Identification of Novel Phenotypes in Pediatric Sepsis Based on Blood Glucose Trajectories

Ying Wang¹Wanqin Song¹Shaojun Li²Xianming Xu³Wen Jun Liu¹Chengjun Liu¹Feng Xu¹Jing Li^1*

• ¹Department of Critical Care Medicine, Children‘s Hospital of Chongqing Medical University, Chongqing, China
• ²Department of Emergency, Children‘s Hospital of Chongqing Medical University, Chongqing, China
• ³Big Data Center for Children’s Medical Care, Children‘s Hospital of Chongqing Medical University, Chongqing, China

Objective: Metabolic heterogeneity in sepsis is a critical determinant of prognosis. This study applied group-based trajectory modeling (GBTM) to identify blood glucose trajectory phenotypes in pediatric sepsis and elucidate their associations with clinical outcomes. Methods: A retrospective cohort study was conducted, enrolling 1,178 pediatric patients diagnosed with sepsis who were admitted to the pediatric intensive care unit of the Children's Hospital of Chongqing Medical University between 2014 and 2022. Dynamic blood glucose data were collected within 72 hours of ICU admission, and GBTM was employed to classify trajectory phenotypes. Multivariate logistic regression was used to identify independent predictors of in-hospital mortality. A subgroup analysis focused specifically on patients with septic shock.

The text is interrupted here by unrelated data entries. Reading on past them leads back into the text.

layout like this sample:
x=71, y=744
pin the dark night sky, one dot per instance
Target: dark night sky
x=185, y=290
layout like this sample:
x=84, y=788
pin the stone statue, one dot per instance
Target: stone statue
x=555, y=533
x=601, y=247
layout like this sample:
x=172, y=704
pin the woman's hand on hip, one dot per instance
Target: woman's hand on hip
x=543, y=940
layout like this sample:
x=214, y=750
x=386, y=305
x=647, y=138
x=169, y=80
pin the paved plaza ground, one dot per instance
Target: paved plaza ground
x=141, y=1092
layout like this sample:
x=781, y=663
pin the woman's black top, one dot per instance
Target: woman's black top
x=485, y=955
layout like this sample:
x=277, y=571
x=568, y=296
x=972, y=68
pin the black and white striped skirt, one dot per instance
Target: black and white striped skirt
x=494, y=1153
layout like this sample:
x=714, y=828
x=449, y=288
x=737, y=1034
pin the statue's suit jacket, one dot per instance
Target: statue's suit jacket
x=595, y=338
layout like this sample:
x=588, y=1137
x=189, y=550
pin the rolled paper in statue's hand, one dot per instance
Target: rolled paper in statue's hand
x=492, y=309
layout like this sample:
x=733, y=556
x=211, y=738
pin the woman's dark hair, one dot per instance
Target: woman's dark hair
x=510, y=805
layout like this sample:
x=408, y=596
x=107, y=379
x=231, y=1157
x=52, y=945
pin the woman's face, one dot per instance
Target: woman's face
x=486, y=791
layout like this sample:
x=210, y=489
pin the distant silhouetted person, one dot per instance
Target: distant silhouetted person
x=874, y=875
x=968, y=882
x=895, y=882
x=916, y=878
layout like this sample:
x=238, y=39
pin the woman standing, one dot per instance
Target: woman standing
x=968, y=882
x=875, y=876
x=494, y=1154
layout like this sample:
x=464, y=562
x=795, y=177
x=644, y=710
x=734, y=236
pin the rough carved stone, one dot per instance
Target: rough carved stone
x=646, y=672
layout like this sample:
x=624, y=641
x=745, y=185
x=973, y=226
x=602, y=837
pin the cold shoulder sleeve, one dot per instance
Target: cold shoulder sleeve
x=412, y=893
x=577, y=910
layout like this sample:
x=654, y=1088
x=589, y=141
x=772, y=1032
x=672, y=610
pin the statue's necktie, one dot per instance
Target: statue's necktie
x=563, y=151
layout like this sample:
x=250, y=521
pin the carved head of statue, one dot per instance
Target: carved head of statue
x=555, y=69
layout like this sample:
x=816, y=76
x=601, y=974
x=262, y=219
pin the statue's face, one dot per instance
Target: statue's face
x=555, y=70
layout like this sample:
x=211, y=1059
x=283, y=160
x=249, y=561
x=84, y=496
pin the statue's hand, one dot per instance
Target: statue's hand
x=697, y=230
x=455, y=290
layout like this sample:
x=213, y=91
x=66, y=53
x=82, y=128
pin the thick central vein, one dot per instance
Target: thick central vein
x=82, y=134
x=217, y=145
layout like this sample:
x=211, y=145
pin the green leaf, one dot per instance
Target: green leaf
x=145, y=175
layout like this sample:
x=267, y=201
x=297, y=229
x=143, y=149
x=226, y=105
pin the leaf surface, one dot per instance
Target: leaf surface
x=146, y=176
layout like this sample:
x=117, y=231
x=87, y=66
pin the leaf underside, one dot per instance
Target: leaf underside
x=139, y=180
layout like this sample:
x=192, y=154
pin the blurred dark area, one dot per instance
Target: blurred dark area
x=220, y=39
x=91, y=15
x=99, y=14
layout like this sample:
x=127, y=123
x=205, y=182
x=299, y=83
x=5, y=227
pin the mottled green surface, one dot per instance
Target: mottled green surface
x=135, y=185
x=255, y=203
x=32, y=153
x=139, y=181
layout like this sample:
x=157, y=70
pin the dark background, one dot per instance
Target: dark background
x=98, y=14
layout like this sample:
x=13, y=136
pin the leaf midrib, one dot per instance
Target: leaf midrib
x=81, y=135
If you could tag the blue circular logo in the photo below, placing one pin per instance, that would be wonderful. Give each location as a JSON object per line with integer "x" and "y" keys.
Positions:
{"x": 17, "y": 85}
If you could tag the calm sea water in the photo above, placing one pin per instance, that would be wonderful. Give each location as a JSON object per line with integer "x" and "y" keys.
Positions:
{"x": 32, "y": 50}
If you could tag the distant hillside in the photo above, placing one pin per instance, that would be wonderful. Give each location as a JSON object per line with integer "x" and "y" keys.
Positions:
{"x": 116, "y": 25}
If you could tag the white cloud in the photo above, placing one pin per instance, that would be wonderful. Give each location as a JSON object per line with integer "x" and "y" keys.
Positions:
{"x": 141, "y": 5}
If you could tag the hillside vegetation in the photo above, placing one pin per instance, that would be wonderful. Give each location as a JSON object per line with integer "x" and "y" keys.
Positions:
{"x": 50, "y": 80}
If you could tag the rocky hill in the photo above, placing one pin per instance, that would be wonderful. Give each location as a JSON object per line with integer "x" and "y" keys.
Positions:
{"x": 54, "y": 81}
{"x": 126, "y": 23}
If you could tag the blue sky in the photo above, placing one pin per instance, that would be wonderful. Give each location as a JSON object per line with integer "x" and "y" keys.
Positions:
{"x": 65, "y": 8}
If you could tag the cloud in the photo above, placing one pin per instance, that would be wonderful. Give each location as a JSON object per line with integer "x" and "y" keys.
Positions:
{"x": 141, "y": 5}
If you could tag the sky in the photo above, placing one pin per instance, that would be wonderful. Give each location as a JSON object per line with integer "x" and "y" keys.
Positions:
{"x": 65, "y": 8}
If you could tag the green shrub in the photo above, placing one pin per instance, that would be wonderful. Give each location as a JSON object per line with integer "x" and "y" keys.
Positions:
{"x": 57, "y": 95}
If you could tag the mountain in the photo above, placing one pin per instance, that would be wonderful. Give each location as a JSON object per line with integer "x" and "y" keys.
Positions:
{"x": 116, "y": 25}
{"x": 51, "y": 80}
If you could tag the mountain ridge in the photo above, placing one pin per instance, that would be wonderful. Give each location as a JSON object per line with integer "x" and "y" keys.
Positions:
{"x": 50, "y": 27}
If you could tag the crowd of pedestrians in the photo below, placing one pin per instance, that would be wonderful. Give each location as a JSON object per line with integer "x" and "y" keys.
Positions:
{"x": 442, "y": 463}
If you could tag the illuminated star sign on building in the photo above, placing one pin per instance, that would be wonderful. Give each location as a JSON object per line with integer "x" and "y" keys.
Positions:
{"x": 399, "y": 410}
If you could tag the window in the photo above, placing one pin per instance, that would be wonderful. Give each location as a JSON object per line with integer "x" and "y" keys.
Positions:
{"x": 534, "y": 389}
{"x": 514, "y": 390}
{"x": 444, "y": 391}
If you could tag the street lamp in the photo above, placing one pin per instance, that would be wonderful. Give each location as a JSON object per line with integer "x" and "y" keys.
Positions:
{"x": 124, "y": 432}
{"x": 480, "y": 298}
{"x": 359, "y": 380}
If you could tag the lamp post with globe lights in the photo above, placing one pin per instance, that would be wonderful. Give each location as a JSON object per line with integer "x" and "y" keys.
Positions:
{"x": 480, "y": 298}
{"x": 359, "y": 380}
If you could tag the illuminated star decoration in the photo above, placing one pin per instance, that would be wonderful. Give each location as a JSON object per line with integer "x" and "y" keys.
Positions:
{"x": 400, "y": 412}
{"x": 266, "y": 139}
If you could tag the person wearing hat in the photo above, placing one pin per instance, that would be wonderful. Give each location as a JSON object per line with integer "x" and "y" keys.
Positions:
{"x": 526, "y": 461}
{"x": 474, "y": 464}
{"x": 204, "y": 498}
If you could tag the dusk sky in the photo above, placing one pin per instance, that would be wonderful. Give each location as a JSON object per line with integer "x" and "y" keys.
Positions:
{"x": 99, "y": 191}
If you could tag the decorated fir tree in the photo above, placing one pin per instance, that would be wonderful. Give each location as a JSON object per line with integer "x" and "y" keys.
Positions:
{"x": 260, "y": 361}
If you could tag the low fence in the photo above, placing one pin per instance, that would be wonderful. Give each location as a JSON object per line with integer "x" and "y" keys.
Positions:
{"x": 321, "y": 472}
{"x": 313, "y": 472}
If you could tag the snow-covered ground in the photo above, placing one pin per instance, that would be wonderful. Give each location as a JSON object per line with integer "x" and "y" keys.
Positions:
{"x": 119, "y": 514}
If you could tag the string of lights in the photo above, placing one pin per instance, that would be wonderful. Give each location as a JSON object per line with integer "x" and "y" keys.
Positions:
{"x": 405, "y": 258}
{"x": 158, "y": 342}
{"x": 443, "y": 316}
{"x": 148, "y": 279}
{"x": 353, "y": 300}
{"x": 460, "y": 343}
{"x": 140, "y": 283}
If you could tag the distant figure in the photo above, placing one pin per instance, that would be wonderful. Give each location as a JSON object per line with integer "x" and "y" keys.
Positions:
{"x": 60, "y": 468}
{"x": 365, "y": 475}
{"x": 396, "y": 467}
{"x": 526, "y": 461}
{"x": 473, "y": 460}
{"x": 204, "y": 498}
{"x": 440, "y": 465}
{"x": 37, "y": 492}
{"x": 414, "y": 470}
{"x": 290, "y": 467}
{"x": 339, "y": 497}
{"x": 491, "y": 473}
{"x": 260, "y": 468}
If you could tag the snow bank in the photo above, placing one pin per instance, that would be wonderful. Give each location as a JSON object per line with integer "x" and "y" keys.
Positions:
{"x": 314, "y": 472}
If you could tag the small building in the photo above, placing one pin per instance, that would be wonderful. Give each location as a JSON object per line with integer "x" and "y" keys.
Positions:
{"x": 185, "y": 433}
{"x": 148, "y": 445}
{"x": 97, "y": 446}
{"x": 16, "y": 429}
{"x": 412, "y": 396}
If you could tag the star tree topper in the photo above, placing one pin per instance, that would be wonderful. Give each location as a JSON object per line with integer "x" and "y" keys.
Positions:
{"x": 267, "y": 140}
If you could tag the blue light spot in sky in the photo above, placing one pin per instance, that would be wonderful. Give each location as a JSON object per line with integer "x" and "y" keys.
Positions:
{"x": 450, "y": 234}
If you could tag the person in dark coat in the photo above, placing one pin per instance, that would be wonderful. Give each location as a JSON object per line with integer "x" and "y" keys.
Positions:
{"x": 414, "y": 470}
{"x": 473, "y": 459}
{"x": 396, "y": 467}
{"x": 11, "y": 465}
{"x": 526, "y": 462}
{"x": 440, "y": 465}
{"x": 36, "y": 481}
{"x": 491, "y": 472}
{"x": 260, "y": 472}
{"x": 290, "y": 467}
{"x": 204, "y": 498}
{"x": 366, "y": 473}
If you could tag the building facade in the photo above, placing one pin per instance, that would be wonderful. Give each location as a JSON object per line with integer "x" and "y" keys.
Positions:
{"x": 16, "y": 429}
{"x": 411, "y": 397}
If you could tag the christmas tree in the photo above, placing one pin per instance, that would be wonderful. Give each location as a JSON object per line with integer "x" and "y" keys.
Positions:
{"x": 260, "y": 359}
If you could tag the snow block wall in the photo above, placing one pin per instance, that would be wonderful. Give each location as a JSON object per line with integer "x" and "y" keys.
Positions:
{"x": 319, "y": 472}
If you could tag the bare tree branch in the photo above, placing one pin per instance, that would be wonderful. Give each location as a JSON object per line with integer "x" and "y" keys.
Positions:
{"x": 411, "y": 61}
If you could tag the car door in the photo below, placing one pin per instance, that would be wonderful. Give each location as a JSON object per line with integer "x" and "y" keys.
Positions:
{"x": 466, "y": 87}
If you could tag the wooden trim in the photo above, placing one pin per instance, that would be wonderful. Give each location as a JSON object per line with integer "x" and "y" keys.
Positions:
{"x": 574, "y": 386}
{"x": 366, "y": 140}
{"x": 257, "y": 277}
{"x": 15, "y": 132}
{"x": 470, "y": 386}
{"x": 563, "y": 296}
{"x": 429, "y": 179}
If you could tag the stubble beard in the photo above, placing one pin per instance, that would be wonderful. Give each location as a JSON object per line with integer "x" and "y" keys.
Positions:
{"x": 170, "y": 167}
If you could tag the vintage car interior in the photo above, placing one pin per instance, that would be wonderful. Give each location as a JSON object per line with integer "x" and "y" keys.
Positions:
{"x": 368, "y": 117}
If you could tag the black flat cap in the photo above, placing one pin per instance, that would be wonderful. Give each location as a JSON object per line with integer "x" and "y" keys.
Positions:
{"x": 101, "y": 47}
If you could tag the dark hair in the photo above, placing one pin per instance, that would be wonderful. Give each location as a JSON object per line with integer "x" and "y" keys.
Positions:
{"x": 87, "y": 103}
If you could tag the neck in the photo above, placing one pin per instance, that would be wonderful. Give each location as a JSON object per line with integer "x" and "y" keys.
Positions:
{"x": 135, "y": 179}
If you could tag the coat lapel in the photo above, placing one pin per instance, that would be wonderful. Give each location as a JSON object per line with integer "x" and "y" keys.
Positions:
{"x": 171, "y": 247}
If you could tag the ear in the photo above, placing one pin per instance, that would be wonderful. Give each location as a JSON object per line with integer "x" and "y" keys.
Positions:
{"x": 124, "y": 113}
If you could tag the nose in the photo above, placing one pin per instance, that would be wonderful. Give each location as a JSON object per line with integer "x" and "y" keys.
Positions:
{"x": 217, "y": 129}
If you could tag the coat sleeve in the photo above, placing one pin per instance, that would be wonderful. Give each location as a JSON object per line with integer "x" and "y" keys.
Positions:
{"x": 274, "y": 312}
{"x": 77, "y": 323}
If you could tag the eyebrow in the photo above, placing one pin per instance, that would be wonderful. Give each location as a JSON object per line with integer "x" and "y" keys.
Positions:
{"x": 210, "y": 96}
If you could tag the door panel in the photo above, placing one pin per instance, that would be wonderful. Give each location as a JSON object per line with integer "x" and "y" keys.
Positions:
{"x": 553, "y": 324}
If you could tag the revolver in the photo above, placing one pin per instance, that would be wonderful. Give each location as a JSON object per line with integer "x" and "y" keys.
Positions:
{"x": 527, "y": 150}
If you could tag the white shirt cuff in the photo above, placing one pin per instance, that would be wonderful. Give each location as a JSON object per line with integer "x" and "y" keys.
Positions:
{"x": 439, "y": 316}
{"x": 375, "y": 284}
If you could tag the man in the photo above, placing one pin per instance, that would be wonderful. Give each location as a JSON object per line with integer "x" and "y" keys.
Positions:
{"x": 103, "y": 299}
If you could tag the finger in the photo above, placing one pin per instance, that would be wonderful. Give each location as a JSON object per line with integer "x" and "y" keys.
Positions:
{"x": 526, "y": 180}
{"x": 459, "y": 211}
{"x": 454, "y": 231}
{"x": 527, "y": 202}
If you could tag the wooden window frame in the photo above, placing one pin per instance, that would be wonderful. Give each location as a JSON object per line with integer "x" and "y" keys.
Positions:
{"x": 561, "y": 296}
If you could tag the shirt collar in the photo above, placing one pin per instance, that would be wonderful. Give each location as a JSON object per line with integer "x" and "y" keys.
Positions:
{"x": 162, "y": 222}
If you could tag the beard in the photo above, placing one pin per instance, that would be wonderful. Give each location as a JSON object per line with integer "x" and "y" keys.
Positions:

Results: The analysis identified four distinct blood glucose trajectory phenotypes: Group 1 (7.3%): Slow-recovery hypoglycemia, predominantly among infants with severe liver injury, coagulopathy, and hyperlactatemia (in-hospital mortality: 13.79%). Group 2 (59.9%): Normoglycemia with minimal organ dysfunction (reference group; mortality: 5.10%). Group 3 (27.7%): Persistent mild hyperglycemia, characterized by elevated inflammatory markers and mild organ injury (mortality: 8.26%). Group 4 (4.9%): Persistent severe hyperglycemia associated with renal impairment and lactate accumulation (mortality: 17.24%). Multivariate analysis revealed Group 4 as an independent risk factor for mortality (aOR=3.13, 95% CI 1.38-7.07). In the septic shock subgroup, the mortality risks for Group 1 and Group 4 increased by 5.2-fold and 8.28-fold, respectively (both P<0.05). Conclusion: GBTM effectively stratifies pediatric sepsis into distinct blood glucose trajectory phenotypes. Persistent severe hyperglycemia (Group 4) independently predicts in-hospital mortality, while slow-recovery hypoglycemia (Group 1) indicates a poor prognosis in septic shock. Phenotype-guided interventions are recommended: early insulin therapy (target blood glucose <10 mmol/L) for Group 4 and prophylactic glucose infusion (target >3.8 mmol/L) for Group 1.